Military planning to hand over control of Abu Ghraib prison to Iraqis in 2006
August 17, 2005
The U.S. military is planning to hand over the notorious Abu Ghraib prison to Iraqi control early next year after expanding three jails to house thousands of prisoners, Stars and Stripes has learned.
“At sometime in the future, yes, that is the plan,” Lt. Col. Guy Rudisill, spokesman for Multi-National Force-Iraq’s detainee operations stated in an e-mail interview from Baghdad.
“We are building a new Camp Cropper — and when it is completed in the Feb ’06 timeframe — our plan is to transfer operations from Abu Ghraib and close Abu,” Rudisill stated.
The plans call for U.S. forces to move an unspecified number of “prisoners of interests” now detained at Abu Ghraib to Camp Cropper, a U.S. detention facility near Baghdad, where they would remain under U.S. control, said a civilian member of U.S. Army Europe headquarters, speaking on condition of anonymity.
The civilian said the plan called for the transfer of prisoners in February or March. The headquarters for the U.S. military’s detention operations would also move from Abu Ghraib to Camp Cropper.
The Camp Cropper expansion will increase its holding ability from 163 prisoners to 2,000, said Lt. Col. Stan Heath, a spokesman for the U.S. Army Corps of Engineers’ Gulf Region Division in Baghdad. The corps is heading up the $23 million project, which began in June.
Camp Cropper currently houses 135 detainees, officials said. Several news organizations have quoted the Iraqi human rights minister as saying that Saddam Hussein is being held there. Rudisill would not say where Hussein was detained, other than in a “secured location.”
The plan would sever the U.S. association with Abu Ghraib, where photographs released worldwide in April 2004 showed U.S. soldiers and others abusing and humiliating prisoners.
The resulting scandal prompted numerous investigations; seven enlisted soldiers were court-martialed for their roles while the two officers in charge of the prison were reprimanded or demoted. Some government investigations found failures of leadership at top command levels but said those same leaders had performed admirably considering the lack of manpower and resources.
But Rudisill said handing over Abu Ghraib to the Iraqis was always planned, and that it was his understanding that the Iraqi government wanted to close the prison.
Rudisill said about 4,200 prisoners are being held currently at Abu Ghraib. Some of them, he said, would be transferred to either Camp Bucca or Fort Suse, where expansion projects also are under way.

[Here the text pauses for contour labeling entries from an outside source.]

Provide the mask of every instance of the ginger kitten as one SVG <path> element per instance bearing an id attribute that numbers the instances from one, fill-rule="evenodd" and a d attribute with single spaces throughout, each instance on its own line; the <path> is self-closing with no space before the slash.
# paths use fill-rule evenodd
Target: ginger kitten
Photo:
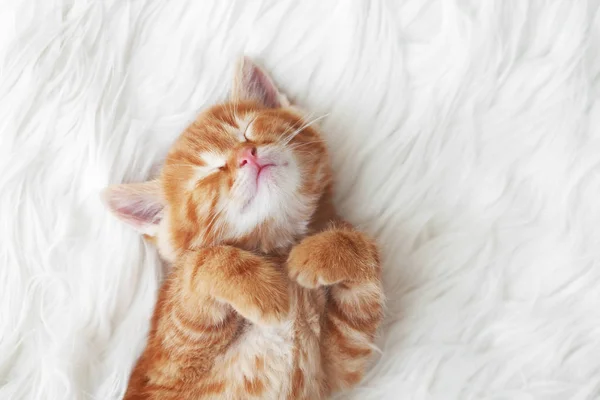
<path id="1" fill-rule="evenodd" d="M 158 179 L 109 208 L 172 264 L 125 399 L 323 399 L 358 383 L 382 319 L 373 241 L 331 205 L 327 149 L 250 60 Z"/>

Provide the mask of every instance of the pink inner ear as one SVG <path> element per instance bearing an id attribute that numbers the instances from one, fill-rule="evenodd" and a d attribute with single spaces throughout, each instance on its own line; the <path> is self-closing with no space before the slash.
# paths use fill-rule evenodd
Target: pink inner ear
<path id="1" fill-rule="evenodd" d="M 139 227 L 160 223 L 162 219 L 162 205 L 159 203 L 148 203 L 141 200 L 120 204 L 114 208 L 115 212 L 123 219 Z"/>
<path id="2" fill-rule="evenodd" d="M 115 185 L 104 191 L 104 201 L 121 220 L 150 234 L 162 219 L 164 205 L 155 181 Z"/>

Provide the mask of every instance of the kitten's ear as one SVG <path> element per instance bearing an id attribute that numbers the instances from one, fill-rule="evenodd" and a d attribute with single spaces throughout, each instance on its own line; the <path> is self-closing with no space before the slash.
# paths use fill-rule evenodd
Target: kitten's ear
<path id="1" fill-rule="evenodd" d="M 269 108 L 290 105 L 269 75 L 248 57 L 242 57 L 237 63 L 231 98 L 233 101 L 254 100 Z"/>
<path id="2" fill-rule="evenodd" d="M 109 186 L 102 196 L 120 220 L 144 235 L 156 235 L 164 208 L 158 180 Z"/>

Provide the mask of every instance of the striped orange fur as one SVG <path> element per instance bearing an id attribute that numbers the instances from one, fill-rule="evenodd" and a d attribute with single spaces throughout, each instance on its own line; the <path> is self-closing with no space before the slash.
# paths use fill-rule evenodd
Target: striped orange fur
<path id="1" fill-rule="evenodd" d="M 243 59 L 158 179 L 106 190 L 171 264 L 125 399 L 318 400 L 361 380 L 379 255 L 337 217 L 312 122 Z"/>

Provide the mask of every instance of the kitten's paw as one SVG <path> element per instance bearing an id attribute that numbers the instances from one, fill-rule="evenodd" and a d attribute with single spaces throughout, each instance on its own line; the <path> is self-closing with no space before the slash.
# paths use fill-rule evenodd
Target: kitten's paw
<path id="1" fill-rule="evenodd" d="M 379 273 L 379 256 L 373 242 L 361 232 L 331 229 L 295 246 L 287 268 L 290 278 L 306 288 L 358 283 Z"/>

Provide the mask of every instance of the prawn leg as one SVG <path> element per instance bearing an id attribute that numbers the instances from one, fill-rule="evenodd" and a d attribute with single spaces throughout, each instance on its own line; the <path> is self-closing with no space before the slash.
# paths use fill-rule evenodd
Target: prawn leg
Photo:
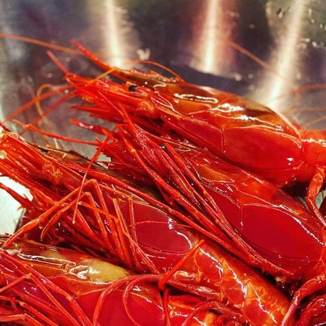
<path id="1" fill-rule="evenodd" d="M 317 166 L 315 175 L 312 179 L 307 192 L 307 205 L 320 223 L 326 227 L 326 220 L 316 204 L 316 199 L 326 180 L 326 169 Z"/>
<path id="2" fill-rule="evenodd" d="M 289 309 L 286 313 L 285 316 L 282 320 L 281 326 L 285 326 L 292 317 L 300 303 L 306 296 L 315 293 L 317 291 L 323 290 L 326 287 L 326 273 L 324 272 L 317 276 L 307 281 L 303 285 L 302 285 L 294 294 L 291 301 Z M 325 302 L 323 302 L 325 304 Z"/>

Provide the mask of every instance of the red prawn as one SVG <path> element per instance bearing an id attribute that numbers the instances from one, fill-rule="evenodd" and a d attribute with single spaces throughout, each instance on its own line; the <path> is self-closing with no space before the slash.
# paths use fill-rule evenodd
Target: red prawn
<path id="1" fill-rule="evenodd" d="M 195 326 L 243 322 L 236 311 L 188 294 L 167 293 L 164 301 L 155 284 L 158 276 L 133 275 L 67 249 L 19 241 L 0 249 L 0 263 L 3 323 Z"/>
<path id="2" fill-rule="evenodd" d="M 326 226 L 316 198 L 326 177 L 326 133 L 305 130 L 263 105 L 232 94 L 166 78 L 111 66 L 77 42 L 90 60 L 127 82 L 94 80 L 69 75 L 67 80 L 91 106 L 78 109 L 108 120 L 119 120 L 112 102 L 123 105 L 143 127 L 160 122 L 217 156 L 278 185 L 309 184 L 307 203 Z M 76 78 L 75 78 L 76 77 Z M 137 85 L 137 86 L 136 86 Z M 145 122 L 144 122 L 145 120 Z"/>

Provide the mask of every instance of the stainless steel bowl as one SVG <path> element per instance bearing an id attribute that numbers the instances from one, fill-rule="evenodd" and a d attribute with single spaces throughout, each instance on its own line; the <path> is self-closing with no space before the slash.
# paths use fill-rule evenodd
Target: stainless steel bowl
<path id="1" fill-rule="evenodd" d="M 122 67 L 149 58 L 188 81 L 252 98 L 309 127 L 325 126 L 323 0 L 2 0 L 0 32 L 65 46 L 76 39 Z M 81 56 L 56 55 L 72 71 L 96 73 Z M 0 119 L 61 76 L 45 48 L 0 39 Z M 308 85 L 315 86 L 303 91 Z M 84 137 L 65 123 L 69 112 L 52 116 L 54 131 Z"/>

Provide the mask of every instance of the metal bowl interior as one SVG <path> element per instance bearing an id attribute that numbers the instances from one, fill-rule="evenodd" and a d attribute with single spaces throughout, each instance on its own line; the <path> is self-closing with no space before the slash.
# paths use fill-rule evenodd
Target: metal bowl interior
<path id="1" fill-rule="evenodd" d="M 323 0 L 3 0 L 0 32 L 67 47 L 75 39 L 122 67 L 130 67 L 129 59 L 149 58 L 188 81 L 252 98 L 307 127 L 325 128 Z M 46 50 L 0 39 L 1 120 L 33 98 L 41 85 L 63 82 Z M 55 54 L 72 71 L 100 73 L 80 56 Z M 69 105 L 50 117 L 54 132 L 89 137 L 67 123 Z M 18 118 L 26 122 L 37 114 L 34 108 Z M 83 150 L 74 144 L 67 149 Z M 0 207 L 5 218 L 8 210 Z"/>

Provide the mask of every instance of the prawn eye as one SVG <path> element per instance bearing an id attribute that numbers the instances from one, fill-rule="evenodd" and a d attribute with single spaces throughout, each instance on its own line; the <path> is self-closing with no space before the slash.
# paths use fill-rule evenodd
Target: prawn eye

The Camp Bucca expansion, expected to be completed by October, would allow an additional 1,400 “security detainees” to be held there, Rudisill said.
Plans call for Fort Suse, a former Iraqi military barracks, near Sulaymaniyah in northeastern Iraq, to hold about 2,000 security detainees. Renovation there is scheduled to be completed Sept. 30, Rudisill said.
Rudisill said he could not estimate how many detainees would be released, how many would remain under Iraqi jurisdiction or how many would remain in U.S. custody.
He said detainees were released frequently, beginning in August 2004 when a review board containing six Iraqi officials and three U.S. military members was set up. Since then, he said, the board had reviewed the cases of 16,600 detainees throughout Iraq and recommended about 9,200 be released. Most of those were released, he said.
The International Committee of the Red Cross, which first raised alarms about how Abu Ghraib prisoners were being treated, claimed that 70 percent to 90 percent of those imprisoned had been “arrested by mistake.”
That was a conclusion also reached by Brig. Gen. Janis Karpinski, who was in charge of the prison when the scandal broke. According to transcripts obtained by the American Civil Liberties Union, Karpinski told an investigator after the scandal broke that U.S. commanders were reluctant to release detainees, even if they were innocent, an attitude she called “releasophobia.”
In May 2004, Maj. Gen. Geoffrey Miller, who came to Iraq after overseeing the Guantanamo Bay detention facility in Cuba, vowed to reduce by half what were then 3,800 detainees at Abu Ghraib. He said only a “small number” of detainees had been wrongly imprisoned but that procedures for releasing suspects after determining they were not a threat to U.S.-lead coalition forces were taking too long — four to six months. The number of detainees there has since increased.